Paperwork and other administrative costs are now eating up even more health care dollars than they did 20 years ago. They account for over 34 percent of all health care costs, $2,479 for every man, woman and child in the country.

These figures are from a recently published analysis of nearly 20 years of health care spending in the United States and Canada. The authors attribute the increase primarily to private insurers' increasing involvement in Medicare and Medicaid.

Healthcare bureaucracy — paperwork and the time, money and salaries spent chasing down medical payments and dealing with insurance companies — cost the United States $812 billion dollars in 2017.

One of the attractions of a single-payer health care system, such as Canada's or the proposed Medicare for All, is that the paperwork and bureaucracy costs associated with chasing the money would shrink dramatically.

The findings of the new study bear this argument out. Researchers found that healthcare bureaucracy — paperwork and the time, money and salaries spent chasing down medical payments and dealing with insurance companies — cost the United States $812 billion dollars in 2017. Administrative costs in Canada were less than one-quarter as high (per person), and the authors calculate that if the United States switched to a single-payer system similar to the Canadian system such as Medicare for All, it would save roughly $600 billion per year.

But it's not the cost so much as what it's paying for.

“Americans spend twice as much per person as Canadians on health care. But, instead of buying better care, that extra spending buys us sky-high profits and useless paperwork,” said lead author, David Himmelstein, in a statement. “Before their single-payer reform, Canadians died younger than Americans, and their infant mortality rate was higher than ours. Now Canadians live three years longer and their infant mortality rate is 22 percent lower than ours.”

Health care bureaucracy starts with people paying for insurance company overhead and salaries. Doctors, hospitals and clinics in the U.S. also spend far more on administration than they do in many other countries due to the complexity of billing multiple payers and dealing with the many bureaucratic hurdles that insurers impose — chasing the money.

“Reforms like a public option that leave private insurers in place can't deliver big administrative savings.”

In Canada, the approach is different. Not only is there no private health insurance, hospitals are given lump-sum budgets, much the way fire departments are funded in the United States. What if the U.S. followed suit?

“Medicare for All could save more than $600 billion each year on bureaucracy, and repurpose that money to cover America's 30 million uninsured and eliminate copayments and deductibles for everyone,” explained Steffi Woodhandler, a primary care physician, as well as a distinguished professor at Hunter College and lecturer in Harvard Medical School. “Reforms like a public option that leave private insurers in place can't deliver big administrative savings.”

Like Dr. Woodhandler, David Himmelstein is a researcher who also treats patients. He's an internist in New York's South Bronx as well as a distinguished professor at the City University of New York's Hunter College. Both doctors get to see the consequences of health care policy, good and bad, on a daily basis.

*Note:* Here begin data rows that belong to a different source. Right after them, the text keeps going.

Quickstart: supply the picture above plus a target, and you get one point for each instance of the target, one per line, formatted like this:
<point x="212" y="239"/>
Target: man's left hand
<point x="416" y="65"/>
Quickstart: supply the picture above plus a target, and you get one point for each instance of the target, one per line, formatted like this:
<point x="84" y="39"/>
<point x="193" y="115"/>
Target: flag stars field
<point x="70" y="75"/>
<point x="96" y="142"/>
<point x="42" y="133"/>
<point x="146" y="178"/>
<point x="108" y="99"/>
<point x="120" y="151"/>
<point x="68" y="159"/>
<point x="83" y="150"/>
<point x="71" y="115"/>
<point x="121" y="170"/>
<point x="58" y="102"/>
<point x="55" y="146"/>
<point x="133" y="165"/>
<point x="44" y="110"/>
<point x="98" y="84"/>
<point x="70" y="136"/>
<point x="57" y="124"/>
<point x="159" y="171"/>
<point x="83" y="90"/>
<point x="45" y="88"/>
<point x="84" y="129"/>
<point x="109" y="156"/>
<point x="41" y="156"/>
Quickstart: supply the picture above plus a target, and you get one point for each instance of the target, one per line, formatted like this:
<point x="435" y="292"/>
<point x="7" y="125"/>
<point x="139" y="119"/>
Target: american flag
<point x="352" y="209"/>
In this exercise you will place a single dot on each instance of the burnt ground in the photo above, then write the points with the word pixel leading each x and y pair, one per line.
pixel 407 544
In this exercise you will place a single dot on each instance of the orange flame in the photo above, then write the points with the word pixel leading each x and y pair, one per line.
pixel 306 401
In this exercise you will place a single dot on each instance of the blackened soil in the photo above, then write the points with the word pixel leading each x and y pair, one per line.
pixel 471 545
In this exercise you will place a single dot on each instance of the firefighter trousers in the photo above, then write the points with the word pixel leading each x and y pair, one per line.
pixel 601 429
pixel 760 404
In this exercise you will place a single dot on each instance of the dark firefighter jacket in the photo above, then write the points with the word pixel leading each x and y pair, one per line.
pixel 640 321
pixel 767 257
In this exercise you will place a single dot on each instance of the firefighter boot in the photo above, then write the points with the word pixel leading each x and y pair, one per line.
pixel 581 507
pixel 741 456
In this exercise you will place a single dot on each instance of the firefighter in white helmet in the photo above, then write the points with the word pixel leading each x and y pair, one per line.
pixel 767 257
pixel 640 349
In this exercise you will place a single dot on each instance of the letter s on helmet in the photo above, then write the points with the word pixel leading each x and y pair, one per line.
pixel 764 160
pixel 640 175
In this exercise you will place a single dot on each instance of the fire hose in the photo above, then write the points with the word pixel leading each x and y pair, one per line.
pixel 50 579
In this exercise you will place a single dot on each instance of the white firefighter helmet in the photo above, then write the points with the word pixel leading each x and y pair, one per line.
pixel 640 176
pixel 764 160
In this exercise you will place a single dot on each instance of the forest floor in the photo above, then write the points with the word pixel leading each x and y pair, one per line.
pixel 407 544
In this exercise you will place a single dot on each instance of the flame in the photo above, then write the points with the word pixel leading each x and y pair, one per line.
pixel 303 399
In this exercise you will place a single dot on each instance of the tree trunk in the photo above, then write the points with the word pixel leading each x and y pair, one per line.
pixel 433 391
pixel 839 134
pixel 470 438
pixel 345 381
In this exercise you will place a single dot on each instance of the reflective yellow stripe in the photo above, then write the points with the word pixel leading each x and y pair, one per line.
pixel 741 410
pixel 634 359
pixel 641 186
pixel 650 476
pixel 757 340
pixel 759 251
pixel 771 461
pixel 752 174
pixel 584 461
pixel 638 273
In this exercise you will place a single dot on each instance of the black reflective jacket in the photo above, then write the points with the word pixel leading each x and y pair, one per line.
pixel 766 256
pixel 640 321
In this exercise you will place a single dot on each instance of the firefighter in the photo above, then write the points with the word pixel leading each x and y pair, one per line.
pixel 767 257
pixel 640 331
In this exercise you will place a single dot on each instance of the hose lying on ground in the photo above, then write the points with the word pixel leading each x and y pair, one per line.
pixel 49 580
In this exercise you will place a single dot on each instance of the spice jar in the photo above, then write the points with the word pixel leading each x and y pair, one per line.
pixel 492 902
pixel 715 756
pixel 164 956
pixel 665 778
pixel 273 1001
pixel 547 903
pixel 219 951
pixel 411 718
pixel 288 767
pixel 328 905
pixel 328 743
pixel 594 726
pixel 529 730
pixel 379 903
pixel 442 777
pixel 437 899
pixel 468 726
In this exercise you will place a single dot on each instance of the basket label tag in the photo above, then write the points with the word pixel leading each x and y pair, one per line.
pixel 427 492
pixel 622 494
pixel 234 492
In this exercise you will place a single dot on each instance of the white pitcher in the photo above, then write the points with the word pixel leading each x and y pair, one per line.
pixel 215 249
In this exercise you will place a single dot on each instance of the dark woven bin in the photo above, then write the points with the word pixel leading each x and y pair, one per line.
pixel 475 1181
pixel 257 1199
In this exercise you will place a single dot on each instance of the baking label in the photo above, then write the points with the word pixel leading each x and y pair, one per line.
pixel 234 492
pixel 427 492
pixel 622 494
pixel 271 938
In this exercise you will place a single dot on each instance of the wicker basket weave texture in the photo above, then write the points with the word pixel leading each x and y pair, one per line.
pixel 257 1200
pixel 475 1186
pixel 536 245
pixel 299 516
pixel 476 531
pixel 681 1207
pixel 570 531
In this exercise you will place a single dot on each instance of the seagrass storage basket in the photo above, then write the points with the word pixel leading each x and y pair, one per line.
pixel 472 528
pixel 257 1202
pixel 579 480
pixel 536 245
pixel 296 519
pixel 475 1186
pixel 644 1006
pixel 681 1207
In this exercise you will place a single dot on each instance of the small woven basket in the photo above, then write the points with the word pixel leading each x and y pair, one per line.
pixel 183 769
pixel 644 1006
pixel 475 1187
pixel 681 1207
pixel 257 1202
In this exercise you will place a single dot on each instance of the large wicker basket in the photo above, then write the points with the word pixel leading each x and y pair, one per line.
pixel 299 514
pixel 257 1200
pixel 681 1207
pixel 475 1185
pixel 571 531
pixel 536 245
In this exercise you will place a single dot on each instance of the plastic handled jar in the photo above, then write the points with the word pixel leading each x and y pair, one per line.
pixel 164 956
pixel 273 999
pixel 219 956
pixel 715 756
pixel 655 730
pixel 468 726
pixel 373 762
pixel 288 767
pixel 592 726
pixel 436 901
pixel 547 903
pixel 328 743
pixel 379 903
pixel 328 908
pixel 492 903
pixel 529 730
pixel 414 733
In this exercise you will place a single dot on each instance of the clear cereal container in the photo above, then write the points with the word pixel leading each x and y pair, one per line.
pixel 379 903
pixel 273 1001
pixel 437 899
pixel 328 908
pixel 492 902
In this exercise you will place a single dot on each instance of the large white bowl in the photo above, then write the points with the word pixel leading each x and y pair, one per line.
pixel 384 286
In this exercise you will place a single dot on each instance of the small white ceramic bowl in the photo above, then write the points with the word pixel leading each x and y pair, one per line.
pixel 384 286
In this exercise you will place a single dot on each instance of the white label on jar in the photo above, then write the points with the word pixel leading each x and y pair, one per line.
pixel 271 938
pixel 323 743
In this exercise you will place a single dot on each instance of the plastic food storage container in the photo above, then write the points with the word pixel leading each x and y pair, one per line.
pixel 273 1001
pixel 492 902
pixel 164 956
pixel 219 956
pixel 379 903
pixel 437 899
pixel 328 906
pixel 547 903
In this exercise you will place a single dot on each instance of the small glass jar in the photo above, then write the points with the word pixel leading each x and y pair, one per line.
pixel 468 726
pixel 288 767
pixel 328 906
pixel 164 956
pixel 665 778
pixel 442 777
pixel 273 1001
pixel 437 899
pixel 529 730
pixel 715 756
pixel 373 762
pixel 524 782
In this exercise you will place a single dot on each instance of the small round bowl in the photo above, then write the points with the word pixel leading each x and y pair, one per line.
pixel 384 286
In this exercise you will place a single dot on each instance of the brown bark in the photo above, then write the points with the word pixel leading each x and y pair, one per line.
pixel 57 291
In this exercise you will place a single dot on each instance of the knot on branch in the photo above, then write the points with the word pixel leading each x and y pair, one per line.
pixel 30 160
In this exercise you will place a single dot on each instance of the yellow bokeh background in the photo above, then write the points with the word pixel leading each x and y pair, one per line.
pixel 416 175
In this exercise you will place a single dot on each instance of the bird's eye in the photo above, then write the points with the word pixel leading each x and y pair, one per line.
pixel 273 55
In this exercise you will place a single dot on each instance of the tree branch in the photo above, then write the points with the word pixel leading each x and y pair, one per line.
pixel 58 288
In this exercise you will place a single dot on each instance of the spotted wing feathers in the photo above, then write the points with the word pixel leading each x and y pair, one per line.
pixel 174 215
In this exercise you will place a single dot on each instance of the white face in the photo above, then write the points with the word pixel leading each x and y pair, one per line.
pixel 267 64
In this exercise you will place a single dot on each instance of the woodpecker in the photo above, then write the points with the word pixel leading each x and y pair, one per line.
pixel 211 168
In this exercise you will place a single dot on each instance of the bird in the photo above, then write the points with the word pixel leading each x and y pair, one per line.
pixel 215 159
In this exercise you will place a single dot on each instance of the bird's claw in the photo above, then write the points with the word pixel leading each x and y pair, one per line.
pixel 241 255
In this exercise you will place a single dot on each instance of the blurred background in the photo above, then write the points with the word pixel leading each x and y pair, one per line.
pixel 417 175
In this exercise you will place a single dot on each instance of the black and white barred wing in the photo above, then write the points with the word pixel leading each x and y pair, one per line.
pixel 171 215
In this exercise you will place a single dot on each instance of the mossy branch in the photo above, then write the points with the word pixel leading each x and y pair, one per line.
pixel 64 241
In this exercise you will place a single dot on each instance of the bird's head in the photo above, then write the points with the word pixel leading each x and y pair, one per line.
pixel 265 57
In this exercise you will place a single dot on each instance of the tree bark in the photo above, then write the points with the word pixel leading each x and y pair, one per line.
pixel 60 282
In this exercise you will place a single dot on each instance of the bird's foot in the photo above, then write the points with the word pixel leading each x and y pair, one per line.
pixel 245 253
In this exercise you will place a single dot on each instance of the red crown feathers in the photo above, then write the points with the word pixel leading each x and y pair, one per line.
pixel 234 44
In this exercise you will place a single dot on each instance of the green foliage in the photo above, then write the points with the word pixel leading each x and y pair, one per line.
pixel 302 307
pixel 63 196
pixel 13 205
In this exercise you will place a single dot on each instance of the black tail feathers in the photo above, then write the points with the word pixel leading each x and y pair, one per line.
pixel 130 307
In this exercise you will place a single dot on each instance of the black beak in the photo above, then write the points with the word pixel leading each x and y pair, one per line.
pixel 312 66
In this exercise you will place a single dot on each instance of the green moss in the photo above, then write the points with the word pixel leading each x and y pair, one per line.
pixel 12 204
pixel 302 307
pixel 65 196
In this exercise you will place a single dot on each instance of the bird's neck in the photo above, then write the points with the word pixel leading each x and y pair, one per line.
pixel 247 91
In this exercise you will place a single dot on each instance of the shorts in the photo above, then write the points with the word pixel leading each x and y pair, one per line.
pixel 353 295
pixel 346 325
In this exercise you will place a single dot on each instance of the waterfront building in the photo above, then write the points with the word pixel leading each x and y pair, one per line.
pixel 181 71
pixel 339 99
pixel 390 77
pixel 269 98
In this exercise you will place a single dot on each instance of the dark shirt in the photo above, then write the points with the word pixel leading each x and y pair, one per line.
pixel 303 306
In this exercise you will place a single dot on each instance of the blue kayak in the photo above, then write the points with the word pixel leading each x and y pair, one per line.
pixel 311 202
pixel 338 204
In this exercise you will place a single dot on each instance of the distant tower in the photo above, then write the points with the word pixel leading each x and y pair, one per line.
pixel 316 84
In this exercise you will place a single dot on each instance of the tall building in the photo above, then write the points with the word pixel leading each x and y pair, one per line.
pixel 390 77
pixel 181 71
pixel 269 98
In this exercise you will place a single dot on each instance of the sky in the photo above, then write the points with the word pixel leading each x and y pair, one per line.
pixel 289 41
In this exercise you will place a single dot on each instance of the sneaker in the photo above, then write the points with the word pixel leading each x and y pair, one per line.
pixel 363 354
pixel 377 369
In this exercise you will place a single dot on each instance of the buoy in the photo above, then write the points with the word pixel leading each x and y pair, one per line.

They're also among the many physicians who have concluded that the country needs to switch to a single-payer health care system. Physicians for a National Health Program (PNHP) is devoted to the establishment of a universal, comprehensive single-payer national health program in the United States. It has more than 20,000 members and chapters across the U.S.

An article detailing the study findings appears in Annals of Internal Medicine.